Una soluzione alternativa alla ristrutturazione del debito esisteva, ed era stata proposta dall’ex ministro Giulio Tremonti e dal banchiere Giovanni Bazoli: l’emissione di un “bond patriottico” a lunga scadenza e a basso interesse. Il governo giallorosso ha ignorato questa ipotesi, se non che, adesso, a luglio, lancerà un bond per le famiglie, Bt Futura.

Tornando agli economisti tedeschi, c’è chi, come Hans-Werner Sinn, ex presidente dell’istituto Ifo di Monaco di Baviera, sostiene che “un taglio del debito italiano non deve più essere un tabù”. La motivazione di una simile presa di posizione è semplice: “È inaccettabile – ha spiegato Sinn, riferendosi a a quei soggetti in possesso di titoli di stato italiani – che i creditori italiani e stranieri vengano costantemente salvati dai contribuenti europei,invece di partecipare essi stessi alle perdite”.

D’altronde, ha aggiunto ancora Sinn, dal termine della Seconda guerra mondiale a oggi “ci sono state 180 ristrutturazioni di debiti pubblici e il mondo non è ancora finito”. Sinn termina la sua spiegazione lanciando un avvertimento e una previsione sulla ristrutturazione del debito: “I pacchetti di salvataggio non dureranno a lungo. Temo che prima o poi dovremo farne uso anche in Italia”.

Taglio del debito o riforme

Ci sono altri due economisti tedeschi che vale la pena ascoltare. Il primo è Friedrich Heinemann, dell’istituto Zew di Mannheim. La sua posizione coincide con quella di Sinn, anche se Herinemann aggiunge un particolare non da poco: “Evitare il taglio del debito pubblico italiano non sarà possibile. Il debito è troppo alto, e il Paese non può uscirne. Quando nel 2022 la crisi acuta sarà terminata, avremo bisogno di una conferenza internazionale sul debito pubblico italiano. E naturalmente i detentori di questo debito dovranno fare la loro parte e rinunciare a una parte dei loro crediti”. Detto altrimenti, l’esperto sta suggerendo i tempi (e le modalità) della ristrutturazione del debito italiano.

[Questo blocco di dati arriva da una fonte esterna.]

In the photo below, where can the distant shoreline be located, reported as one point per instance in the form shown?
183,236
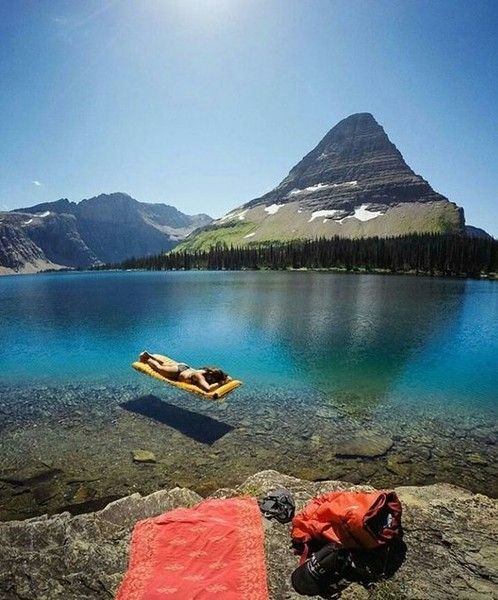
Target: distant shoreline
357,271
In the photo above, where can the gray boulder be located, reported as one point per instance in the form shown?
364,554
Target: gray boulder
450,535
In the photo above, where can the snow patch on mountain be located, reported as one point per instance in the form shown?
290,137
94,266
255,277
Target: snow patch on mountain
273,208
363,214
323,213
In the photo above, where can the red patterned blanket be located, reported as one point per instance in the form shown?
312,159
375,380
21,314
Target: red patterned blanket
212,551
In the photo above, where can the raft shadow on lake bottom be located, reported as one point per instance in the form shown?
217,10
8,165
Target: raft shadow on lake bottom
198,427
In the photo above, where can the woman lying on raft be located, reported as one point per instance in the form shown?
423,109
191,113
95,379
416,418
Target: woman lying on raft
206,378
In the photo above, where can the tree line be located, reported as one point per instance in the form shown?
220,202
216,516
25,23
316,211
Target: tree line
432,254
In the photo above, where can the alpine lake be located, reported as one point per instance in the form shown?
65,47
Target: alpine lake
386,380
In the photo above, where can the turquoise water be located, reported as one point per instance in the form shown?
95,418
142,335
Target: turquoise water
427,340
365,378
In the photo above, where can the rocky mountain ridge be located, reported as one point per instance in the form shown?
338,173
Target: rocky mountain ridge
449,533
354,183
106,228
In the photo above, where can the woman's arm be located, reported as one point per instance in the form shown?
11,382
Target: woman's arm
201,382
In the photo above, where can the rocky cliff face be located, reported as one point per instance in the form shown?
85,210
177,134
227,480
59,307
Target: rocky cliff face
354,183
449,534
107,228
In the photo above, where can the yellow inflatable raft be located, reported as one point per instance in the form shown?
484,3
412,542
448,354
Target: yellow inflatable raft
188,387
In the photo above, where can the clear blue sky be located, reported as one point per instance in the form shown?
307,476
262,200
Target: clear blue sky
206,104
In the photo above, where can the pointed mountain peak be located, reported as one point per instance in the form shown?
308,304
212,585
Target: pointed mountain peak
352,164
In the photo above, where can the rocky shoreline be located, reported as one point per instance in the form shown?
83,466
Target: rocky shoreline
450,535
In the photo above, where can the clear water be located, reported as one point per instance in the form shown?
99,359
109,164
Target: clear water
404,356
374,336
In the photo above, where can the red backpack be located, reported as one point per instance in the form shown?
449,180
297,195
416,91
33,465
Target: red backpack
349,519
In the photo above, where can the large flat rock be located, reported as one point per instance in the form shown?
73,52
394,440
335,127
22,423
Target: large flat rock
365,446
450,535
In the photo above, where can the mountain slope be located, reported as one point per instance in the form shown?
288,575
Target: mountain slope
354,183
107,228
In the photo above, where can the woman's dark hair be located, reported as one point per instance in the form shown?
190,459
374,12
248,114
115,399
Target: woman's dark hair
214,375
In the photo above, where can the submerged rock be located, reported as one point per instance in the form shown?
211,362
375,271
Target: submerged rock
144,456
365,446
449,533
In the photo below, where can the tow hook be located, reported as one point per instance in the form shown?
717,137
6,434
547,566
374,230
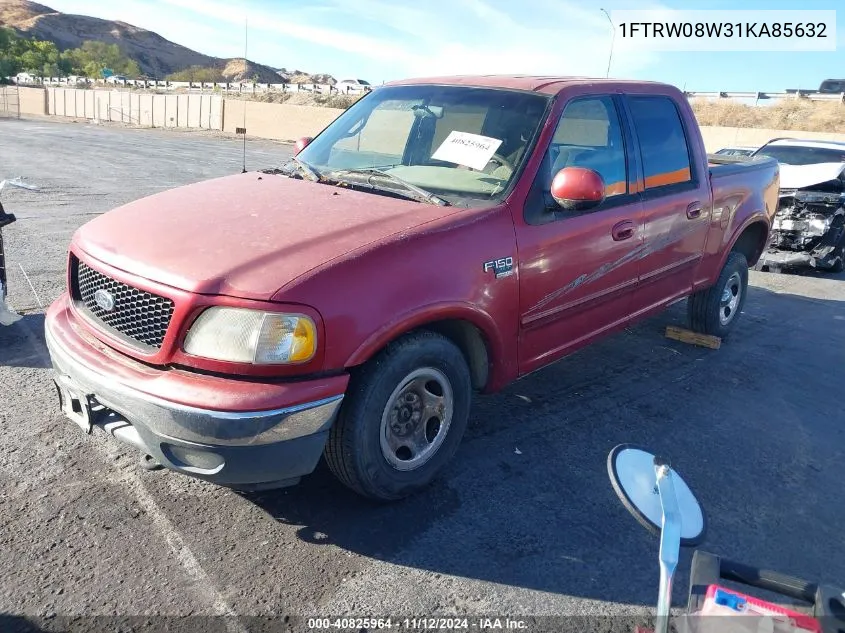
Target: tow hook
148,462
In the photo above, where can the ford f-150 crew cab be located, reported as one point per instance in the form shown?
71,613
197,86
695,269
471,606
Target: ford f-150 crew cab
441,237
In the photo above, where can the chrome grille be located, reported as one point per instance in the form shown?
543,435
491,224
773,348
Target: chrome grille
140,317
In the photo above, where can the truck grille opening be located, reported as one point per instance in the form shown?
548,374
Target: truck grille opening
140,318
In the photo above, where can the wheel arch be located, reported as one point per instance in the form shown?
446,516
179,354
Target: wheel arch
750,240
471,330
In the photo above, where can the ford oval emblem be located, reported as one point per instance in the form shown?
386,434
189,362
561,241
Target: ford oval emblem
104,299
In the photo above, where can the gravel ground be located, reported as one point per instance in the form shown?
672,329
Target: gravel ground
525,524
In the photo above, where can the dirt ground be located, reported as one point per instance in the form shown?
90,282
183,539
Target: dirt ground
525,523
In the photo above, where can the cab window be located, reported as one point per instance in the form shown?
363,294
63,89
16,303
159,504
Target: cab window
663,145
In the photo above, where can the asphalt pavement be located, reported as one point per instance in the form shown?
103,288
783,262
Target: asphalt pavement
524,524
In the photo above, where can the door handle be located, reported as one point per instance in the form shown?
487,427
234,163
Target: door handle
694,210
623,230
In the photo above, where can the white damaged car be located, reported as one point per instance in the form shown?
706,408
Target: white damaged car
809,228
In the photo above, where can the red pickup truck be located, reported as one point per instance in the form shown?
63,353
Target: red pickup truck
441,237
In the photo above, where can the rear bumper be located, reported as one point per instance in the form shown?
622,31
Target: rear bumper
227,431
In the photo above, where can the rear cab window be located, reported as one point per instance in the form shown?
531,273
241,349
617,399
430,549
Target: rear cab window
664,146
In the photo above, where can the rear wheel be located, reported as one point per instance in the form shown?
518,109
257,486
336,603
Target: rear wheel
716,310
403,418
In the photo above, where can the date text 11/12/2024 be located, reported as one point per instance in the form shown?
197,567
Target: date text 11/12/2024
416,624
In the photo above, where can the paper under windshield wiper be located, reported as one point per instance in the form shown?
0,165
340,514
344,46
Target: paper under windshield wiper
421,194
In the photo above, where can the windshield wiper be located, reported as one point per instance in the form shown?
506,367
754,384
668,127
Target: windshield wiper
419,194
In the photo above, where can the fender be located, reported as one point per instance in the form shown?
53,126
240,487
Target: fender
755,217
498,362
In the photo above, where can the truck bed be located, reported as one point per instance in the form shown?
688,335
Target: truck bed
724,165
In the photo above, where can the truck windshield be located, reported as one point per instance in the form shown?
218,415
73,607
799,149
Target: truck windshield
802,155
460,143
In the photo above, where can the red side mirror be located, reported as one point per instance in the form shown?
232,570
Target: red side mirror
578,188
301,144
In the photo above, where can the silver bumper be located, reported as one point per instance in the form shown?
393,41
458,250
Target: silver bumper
229,448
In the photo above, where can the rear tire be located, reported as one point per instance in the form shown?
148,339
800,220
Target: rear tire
403,418
716,310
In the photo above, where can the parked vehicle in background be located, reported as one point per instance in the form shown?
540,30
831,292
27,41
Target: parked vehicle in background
832,86
809,228
440,237
736,151
352,85
25,78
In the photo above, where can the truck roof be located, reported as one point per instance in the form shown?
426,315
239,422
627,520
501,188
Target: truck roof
532,83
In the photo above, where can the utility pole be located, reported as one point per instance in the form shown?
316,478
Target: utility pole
612,41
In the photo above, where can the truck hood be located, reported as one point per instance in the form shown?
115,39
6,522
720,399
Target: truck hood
245,235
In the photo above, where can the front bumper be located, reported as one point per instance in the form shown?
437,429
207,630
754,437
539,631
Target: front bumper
238,433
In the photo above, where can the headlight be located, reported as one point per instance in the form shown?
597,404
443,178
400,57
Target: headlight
819,225
241,335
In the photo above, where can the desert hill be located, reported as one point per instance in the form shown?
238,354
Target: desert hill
156,56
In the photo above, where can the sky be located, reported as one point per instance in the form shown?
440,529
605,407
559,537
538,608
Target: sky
381,40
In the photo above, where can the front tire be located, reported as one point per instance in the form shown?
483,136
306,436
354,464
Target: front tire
404,416
716,310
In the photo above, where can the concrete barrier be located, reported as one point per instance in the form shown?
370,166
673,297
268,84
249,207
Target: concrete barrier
278,121
144,109
18,101
716,138
33,101
283,122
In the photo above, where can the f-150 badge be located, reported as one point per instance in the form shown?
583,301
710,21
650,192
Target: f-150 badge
502,267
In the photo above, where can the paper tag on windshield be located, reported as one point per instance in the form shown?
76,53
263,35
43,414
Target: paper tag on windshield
469,150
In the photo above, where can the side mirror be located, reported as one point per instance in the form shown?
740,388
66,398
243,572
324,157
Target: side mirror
662,502
578,188
638,478
301,144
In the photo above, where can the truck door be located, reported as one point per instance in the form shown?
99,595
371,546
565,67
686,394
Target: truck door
577,269
676,202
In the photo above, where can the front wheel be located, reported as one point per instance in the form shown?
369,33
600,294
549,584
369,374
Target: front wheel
715,311
403,418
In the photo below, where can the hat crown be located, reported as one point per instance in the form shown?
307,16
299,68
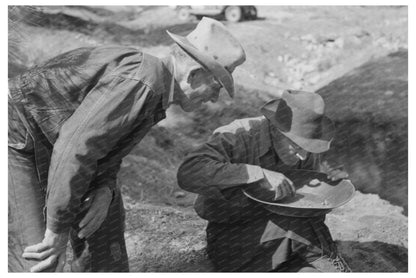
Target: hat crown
211,37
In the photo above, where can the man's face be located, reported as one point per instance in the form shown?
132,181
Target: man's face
286,149
200,87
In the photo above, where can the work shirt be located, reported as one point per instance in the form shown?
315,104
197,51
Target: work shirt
86,109
241,234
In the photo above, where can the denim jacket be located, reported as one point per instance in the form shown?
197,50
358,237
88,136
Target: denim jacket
87,109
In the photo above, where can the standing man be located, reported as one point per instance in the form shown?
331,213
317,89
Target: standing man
73,119
241,234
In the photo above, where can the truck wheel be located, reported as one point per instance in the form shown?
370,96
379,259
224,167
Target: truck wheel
233,13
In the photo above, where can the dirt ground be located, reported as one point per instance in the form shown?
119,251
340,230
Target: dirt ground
355,57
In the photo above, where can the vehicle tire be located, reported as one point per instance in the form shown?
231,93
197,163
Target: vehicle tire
184,13
253,12
233,13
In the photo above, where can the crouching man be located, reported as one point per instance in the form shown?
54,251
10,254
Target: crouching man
241,234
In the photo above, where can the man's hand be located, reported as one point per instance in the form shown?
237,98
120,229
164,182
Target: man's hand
279,183
98,202
48,252
333,173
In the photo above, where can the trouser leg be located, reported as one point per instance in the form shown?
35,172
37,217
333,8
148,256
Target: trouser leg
105,250
25,201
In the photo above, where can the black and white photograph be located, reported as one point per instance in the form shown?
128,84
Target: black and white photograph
208,138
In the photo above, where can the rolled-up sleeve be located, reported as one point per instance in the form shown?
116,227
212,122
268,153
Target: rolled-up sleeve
107,113
211,168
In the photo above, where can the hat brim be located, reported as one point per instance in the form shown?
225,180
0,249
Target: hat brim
221,74
311,145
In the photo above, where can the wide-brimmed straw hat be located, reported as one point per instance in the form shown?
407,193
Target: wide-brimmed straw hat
300,117
215,48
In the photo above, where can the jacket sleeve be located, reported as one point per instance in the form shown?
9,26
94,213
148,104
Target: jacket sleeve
211,168
106,114
106,175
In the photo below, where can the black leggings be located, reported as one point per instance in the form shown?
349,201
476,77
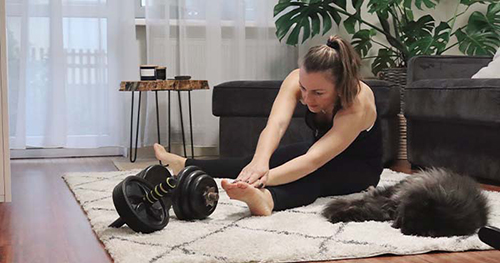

L’altra voce è quella di Lars Feld, capo del consiglio dei cinque saggi economici, in stretto contatto con la cancelleria Merkel. di parere opposto rispetto ai colleghi economisti. “Se il governo italiano affrontasse finalmente con determinazione le riforme necessarie, si potrebbero liberare notevoli forze in termini di crescita economica”. In termini più semplici, Feld sostiene che una ipotetica ristrutturazione del debito potrebbe portare più svantaggi che non benefici. L’Italia potrebbe evitare questa mannaia facendo una serie di riforme. Riforme, va da sé, che sarebbero assolutamente favorevoli a Berlino.

“Una volta estinti i debiti, diminuirebbe anche la pressione per affrontare le riforme necessarie alla crescita. E questo è l’esatto opposto di ciò di cui l’Italia ha bisogno”, ha chiarito Field. Come se non bastasse, un taglio del debito “provocherebbe una crisi bancaria in Italia, che si estenderebbe ad altri paesi europei”, ha aggiunto Filed.